Related to Ippolito et al. (2019) on human vs. machine detection of generated text, but focuses on boundary detection rather than binary classification.
Builds on generated-text-detection literature with human-subjects ground truth and multi-genre evaluation.
Part of broader human-evaluation methodology for NLG and language model safety.
Relevant to crowdsourcing and game-based annotation design (RoFT game platform).
Related to Solaiman et al. (2019) on responsible AI and detection of GPT-2 generated text.
Contributes to understanding detection-methods and human ability to discern machine-generated content across diverse text types.

Notes¶

Strengths: - Novel problem formulation: boundary detection is more realistic and challenging than binary classification, as real-world scenarios often involve partial machine-generated continuations. - Rigorous experimental design with two participant groups (incentivized vs. unincentivized) revealing the importance of motivation for learning detection skills. - Large-scale dataset (21K annotations) with detailed error taxonomy enabling fine-grained analysis. - Multi-genre evaluation demonstrates genre-specific patterns in detectability and error types. - Clear practical implications for understanding when and why humans fail to detect generated text. - Honest about limitations: acknowledges that university student population may not reflect general public; notes that results may not generalize to other language models or GPT-3/GPT-3.5.

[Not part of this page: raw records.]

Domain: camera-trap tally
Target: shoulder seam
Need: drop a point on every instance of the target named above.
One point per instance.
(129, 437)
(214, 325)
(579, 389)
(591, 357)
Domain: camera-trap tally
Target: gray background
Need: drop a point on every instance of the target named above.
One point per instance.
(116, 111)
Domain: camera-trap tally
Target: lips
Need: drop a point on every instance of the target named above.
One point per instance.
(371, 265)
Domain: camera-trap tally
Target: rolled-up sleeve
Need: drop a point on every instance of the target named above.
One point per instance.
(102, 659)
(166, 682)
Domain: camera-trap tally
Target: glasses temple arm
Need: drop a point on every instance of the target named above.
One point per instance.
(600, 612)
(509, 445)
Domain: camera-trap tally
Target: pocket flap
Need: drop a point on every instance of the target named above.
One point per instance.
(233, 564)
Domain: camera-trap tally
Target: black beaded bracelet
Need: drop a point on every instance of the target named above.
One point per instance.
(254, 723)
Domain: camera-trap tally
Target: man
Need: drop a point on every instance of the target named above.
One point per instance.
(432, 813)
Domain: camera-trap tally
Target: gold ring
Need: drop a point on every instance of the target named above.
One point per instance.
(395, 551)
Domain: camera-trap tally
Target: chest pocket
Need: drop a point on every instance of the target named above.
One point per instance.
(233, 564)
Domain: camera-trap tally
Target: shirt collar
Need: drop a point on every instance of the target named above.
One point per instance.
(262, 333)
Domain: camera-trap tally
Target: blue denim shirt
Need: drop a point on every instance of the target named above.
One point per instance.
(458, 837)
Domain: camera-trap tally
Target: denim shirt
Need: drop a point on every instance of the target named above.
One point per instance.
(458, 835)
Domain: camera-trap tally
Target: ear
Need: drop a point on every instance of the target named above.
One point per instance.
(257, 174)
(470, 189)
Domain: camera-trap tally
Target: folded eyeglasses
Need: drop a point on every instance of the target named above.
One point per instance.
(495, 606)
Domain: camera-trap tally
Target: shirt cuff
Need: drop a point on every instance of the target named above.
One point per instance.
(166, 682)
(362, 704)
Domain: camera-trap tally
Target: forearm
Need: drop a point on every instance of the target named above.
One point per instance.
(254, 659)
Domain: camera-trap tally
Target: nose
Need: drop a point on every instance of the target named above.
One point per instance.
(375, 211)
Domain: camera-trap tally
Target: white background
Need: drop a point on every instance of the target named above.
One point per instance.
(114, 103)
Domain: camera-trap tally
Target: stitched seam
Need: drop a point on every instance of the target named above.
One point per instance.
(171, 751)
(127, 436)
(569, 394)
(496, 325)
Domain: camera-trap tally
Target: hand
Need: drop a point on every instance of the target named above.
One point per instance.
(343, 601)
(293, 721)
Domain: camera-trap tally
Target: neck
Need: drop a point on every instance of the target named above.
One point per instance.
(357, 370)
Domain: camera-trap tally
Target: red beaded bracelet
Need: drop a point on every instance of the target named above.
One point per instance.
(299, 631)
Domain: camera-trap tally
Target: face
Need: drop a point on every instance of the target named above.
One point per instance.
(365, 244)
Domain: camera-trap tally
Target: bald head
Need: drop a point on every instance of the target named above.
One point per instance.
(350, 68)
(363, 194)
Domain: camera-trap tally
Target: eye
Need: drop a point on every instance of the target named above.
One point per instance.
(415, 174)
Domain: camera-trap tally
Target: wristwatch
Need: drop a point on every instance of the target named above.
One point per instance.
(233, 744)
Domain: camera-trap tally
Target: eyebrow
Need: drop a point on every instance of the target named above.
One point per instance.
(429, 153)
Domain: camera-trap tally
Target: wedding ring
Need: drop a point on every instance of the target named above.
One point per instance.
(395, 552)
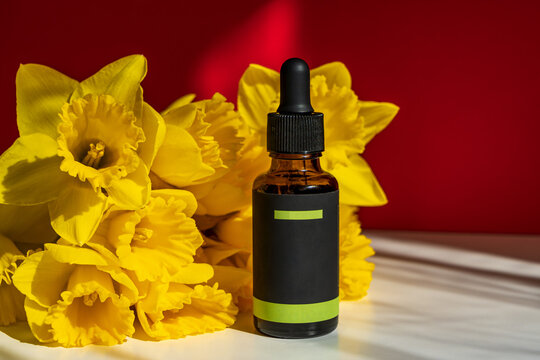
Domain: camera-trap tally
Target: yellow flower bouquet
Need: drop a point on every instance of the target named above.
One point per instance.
(117, 221)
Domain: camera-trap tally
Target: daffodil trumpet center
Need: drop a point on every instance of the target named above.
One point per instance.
(98, 140)
(94, 155)
(142, 234)
(90, 299)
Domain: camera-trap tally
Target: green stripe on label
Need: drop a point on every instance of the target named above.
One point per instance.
(297, 214)
(296, 313)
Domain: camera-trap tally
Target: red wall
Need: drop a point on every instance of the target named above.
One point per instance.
(463, 153)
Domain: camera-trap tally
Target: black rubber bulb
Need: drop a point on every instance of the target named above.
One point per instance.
(294, 87)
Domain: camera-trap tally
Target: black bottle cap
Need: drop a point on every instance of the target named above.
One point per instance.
(295, 128)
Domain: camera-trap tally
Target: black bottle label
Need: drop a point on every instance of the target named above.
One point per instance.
(296, 257)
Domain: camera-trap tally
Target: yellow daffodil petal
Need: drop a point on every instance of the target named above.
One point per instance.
(133, 191)
(11, 304)
(27, 224)
(197, 311)
(257, 93)
(179, 160)
(357, 183)
(36, 314)
(120, 79)
(355, 272)
(238, 282)
(75, 255)
(222, 199)
(126, 285)
(336, 73)
(236, 230)
(90, 312)
(41, 92)
(340, 107)
(41, 278)
(216, 251)
(376, 116)
(98, 140)
(184, 200)
(77, 212)
(11, 300)
(9, 255)
(153, 242)
(153, 126)
(30, 171)
(184, 100)
(194, 273)
(232, 192)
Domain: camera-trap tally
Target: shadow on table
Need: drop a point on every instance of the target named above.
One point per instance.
(370, 350)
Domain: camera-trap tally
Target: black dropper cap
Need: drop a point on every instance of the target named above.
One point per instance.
(295, 128)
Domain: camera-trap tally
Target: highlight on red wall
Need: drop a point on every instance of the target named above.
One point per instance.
(462, 154)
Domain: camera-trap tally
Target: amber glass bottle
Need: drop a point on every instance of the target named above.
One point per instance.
(295, 221)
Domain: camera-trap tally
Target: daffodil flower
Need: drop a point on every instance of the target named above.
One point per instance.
(76, 297)
(174, 310)
(22, 228)
(82, 145)
(11, 300)
(156, 242)
(355, 272)
(202, 141)
(349, 124)
(232, 191)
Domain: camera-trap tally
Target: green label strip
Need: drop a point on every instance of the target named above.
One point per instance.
(297, 214)
(295, 313)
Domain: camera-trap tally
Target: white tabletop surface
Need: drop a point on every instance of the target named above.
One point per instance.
(427, 301)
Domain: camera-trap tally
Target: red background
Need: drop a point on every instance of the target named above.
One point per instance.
(463, 153)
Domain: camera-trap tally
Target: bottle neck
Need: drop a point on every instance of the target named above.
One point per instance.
(295, 162)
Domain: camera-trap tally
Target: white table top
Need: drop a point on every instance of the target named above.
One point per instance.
(426, 302)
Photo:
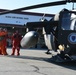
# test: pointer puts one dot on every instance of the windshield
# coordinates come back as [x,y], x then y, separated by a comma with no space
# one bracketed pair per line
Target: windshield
[68,21]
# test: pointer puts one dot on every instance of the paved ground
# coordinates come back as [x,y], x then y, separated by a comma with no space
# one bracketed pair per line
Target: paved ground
[34,62]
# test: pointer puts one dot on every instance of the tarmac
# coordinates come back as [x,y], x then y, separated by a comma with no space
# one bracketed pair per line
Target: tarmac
[34,62]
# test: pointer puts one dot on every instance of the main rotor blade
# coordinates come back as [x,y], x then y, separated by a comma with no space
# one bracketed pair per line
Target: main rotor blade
[36,6]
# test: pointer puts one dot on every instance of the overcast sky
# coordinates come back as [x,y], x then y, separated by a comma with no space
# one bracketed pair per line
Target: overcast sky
[14,4]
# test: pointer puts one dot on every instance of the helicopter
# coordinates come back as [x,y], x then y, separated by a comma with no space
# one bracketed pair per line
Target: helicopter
[59,32]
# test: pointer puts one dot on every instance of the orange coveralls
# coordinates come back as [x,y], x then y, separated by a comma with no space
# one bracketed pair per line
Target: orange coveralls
[16,38]
[3,42]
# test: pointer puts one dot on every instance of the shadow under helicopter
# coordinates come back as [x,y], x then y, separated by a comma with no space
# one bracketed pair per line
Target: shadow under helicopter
[69,64]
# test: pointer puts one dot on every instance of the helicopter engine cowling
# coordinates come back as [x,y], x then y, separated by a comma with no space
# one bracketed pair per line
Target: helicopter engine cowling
[30,39]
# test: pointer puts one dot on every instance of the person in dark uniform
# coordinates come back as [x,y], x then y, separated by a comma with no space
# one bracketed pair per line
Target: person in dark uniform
[16,38]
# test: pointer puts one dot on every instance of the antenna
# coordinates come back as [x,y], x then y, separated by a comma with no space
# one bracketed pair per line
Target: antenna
[73,6]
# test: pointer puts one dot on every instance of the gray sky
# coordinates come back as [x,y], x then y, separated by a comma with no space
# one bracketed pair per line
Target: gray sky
[14,4]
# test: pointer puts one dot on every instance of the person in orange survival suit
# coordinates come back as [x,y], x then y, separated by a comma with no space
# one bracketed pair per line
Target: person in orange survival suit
[16,38]
[3,41]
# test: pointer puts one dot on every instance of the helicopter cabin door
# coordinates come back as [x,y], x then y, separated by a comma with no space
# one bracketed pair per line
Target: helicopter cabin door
[67,29]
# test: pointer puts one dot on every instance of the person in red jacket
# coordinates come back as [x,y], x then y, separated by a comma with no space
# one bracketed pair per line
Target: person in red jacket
[3,41]
[16,38]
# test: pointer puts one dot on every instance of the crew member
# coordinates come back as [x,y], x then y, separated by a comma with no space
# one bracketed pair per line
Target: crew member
[16,38]
[3,41]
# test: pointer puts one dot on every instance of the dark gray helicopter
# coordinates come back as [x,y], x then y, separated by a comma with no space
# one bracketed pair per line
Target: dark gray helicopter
[59,32]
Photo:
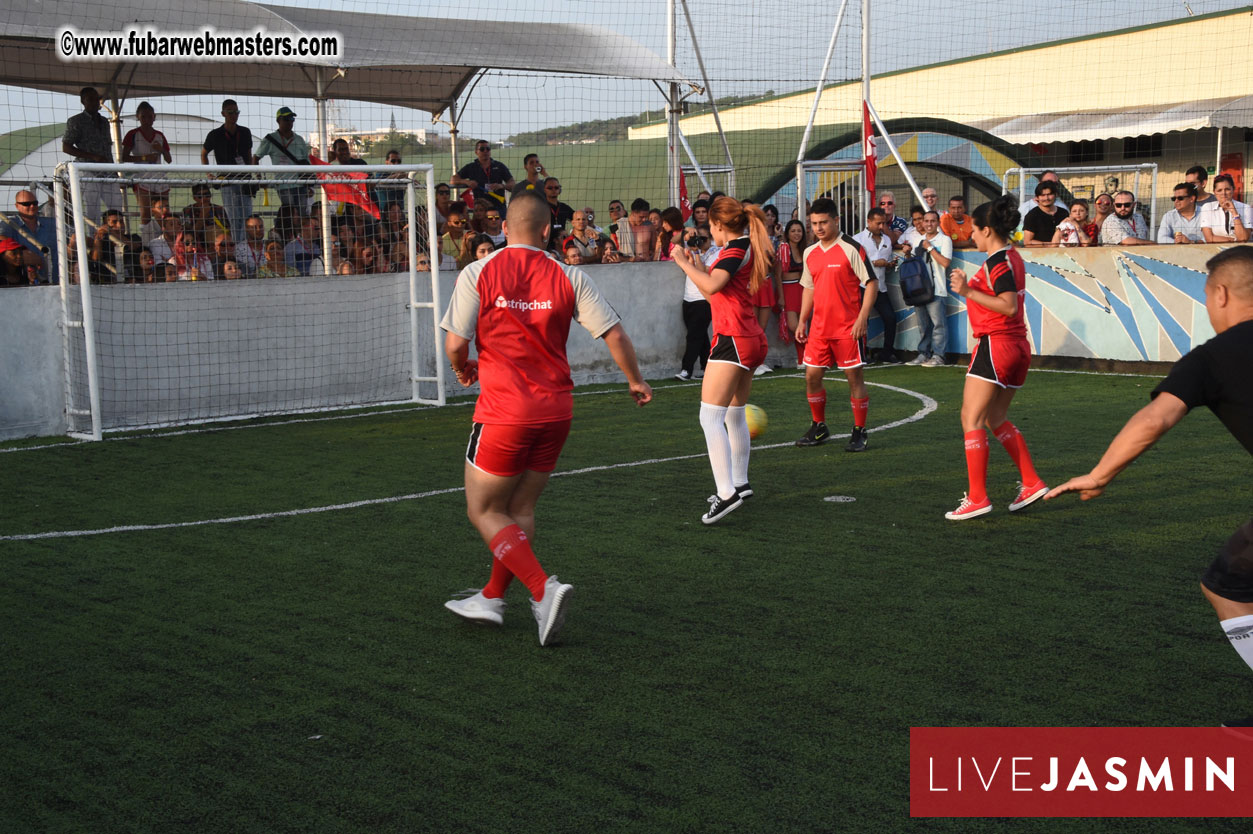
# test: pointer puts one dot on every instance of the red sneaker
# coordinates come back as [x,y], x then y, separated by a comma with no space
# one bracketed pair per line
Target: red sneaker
[1028,496]
[967,509]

Limitations: - Participant pool limited to university students (graduate and advanced undergraduates); likely higher media literacy and English proficiency than general population. - Evaluation limited to GPT-2 and GPT-2 XL; generalization to more recent models (GPT-3, LLaMA, etc.) uncertain. - Boundary detection task still somewhat artificial: real-world misinformation may blend human and machine text more subtly, or humans may not expect transitions. - Game-based interface may not reflect how people naturally evaluate real-world documents; competitive framing and point system could bias results. - No analysis of adversarial generation strategies that might deliberately obfuscate the transition point. - Limited discussion of why certain error types dominate certain genres—opportunity for deeper discourse analysis.

Impact: Introduces a valuable public dataset and game platform for studying human detection of machine-generated text. Reframes the problem in a more realistic direction and provides ground truth for training better detection systems. Finding that humans improve with incentives has implications for crowdsourcing quality control.